Registered Nurses´ View of Performing Pain Assessment among Persons with Dementia as Consultant Advisors
Christina Karlsson*, 1, 2, Birgitta Sidenvall1, Ingrid Bergh2, Marie Ernsth-Bravell3
Identifiers and Pagination:Year: 2012
First Page: 62
Last Page: 70
Publisher ID: TONURSJ-6-62
Article History:Received Date: 10/11/2011
Revision Received Date: 8/3/2012
Acceptance Date: 12/3/2012
Electronic publication date: 17/5/2012
Collection year: 2012
open-access license: This is an open access article licensed under the terms of the Creative Commons Attribution Non-Commercial License (http://creativecommons.org/licenses/by-nc/3.0/) which permits unrestricted, non-commercial use, distribution and reproduction in any medium, provided the work is properly cited.

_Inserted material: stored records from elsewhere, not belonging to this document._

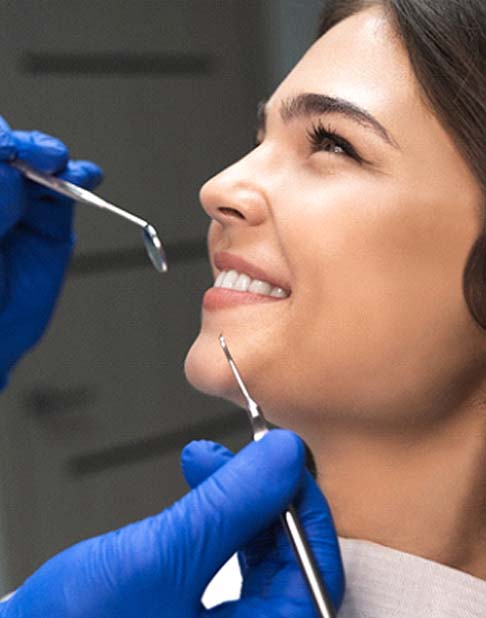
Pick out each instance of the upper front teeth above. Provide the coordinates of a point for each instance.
(233, 280)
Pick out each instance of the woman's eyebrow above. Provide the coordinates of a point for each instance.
(311, 104)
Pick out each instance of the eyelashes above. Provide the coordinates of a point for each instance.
(325, 139)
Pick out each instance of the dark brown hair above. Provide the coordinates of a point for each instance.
(446, 43)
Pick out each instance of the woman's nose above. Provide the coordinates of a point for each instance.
(233, 201)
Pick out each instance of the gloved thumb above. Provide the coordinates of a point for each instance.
(201, 458)
(240, 500)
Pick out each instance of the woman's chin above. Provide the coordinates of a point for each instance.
(207, 370)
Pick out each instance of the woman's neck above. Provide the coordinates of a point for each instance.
(425, 495)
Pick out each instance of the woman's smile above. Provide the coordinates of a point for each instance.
(239, 282)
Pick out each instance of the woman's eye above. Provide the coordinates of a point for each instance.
(329, 145)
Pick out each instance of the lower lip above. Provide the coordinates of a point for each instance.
(221, 298)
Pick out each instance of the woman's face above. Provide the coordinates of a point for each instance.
(357, 203)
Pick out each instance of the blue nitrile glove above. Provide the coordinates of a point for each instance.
(273, 585)
(160, 567)
(36, 238)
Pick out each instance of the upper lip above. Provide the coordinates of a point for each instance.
(228, 261)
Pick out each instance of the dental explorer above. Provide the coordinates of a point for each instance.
(152, 242)
(290, 519)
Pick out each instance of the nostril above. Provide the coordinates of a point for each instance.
(231, 212)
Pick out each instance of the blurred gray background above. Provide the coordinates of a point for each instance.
(162, 94)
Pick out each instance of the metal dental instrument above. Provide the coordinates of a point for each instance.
(290, 519)
(152, 242)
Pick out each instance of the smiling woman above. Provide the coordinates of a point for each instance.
(364, 199)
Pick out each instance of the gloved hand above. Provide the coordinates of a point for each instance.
(159, 567)
(273, 585)
(36, 238)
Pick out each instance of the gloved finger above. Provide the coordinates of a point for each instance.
(254, 607)
(44, 152)
(51, 215)
(7, 144)
(201, 458)
(242, 498)
(85, 174)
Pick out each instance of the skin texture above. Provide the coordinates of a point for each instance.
(373, 359)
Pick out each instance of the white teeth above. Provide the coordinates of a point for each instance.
(241, 282)
(260, 287)
(219, 279)
(230, 279)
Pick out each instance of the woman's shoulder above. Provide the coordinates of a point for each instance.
(383, 582)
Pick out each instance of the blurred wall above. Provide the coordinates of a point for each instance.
(162, 95)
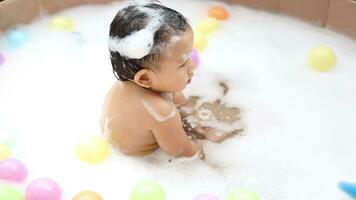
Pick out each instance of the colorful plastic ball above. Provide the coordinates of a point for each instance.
(10, 193)
(13, 170)
(43, 189)
(2, 59)
(195, 57)
(200, 41)
(348, 188)
(93, 149)
(16, 38)
(322, 59)
(87, 195)
(208, 25)
(61, 23)
(148, 190)
(4, 152)
(218, 12)
(242, 194)
(206, 197)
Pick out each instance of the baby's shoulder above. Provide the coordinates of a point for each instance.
(159, 107)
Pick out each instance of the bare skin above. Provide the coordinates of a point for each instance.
(138, 118)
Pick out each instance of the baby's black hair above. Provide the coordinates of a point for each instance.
(131, 19)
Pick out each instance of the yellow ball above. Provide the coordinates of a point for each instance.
(208, 25)
(322, 59)
(93, 149)
(4, 152)
(61, 23)
(200, 41)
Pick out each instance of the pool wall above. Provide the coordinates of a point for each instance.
(339, 15)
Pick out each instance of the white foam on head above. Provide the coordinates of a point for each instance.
(139, 44)
(154, 113)
(297, 120)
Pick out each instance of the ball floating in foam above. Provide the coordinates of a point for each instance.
(322, 58)
(195, 57)
(77, 37)
(206, 197)
(61, 23)
(43, 189)
(200, 41)
(16, 38)
(2, 59)
(208, 25)
(218, 12)
(87, 195)
(242, 194)
(148, 190)
(93, 149)
(13, 170)
(348, 188)
(4, 152)
(10, 193)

Pain assessment in persons with dementia is well known as a challenging issue to professional caregivers, because of these patients´ difficulties in verbalising pain problems. Within municipal dementia care in Sweden, pain assessment has become problematic for registered nurses, as they have entered a new role in their nursing profession, from being clinical practitioners to becoming consultant advisers to other health care staff.
To present municipal registered nurses´ view of pain assessment in persons with dementia in relation to their nursing profession as consultant advisers.
Purposive sampling was undertaken with 11 nurses invited to participate. Data were collected by focus groups. Qualitative content analysis was used to analyse the data.
Four categories were identified to describe registered nurses´ view of pain assessment: estrangement from practical nursing care, time consuming and unsafe pain documentation, unfulfilled needs of reflection possibilities, and collaboration and coordination.
The performance of pain assessment through a consultant advising function is experienced as frustrating and as an uncomfortable nursing situation. The nurses feel resistance to providing nursing in this way. They view nursing as a clinical task demanding daily presence among patients to enable them to make accurate and safe assessments. However, due to the consultative model, setting aside enough time for the presence seems difficult to accomplish. It is necessary to promote the quality of systematic routines in pain assessment and reflection, as well as developing professional knowledge of how pain can be expressed by dementia patients, especially those with communication difficulties.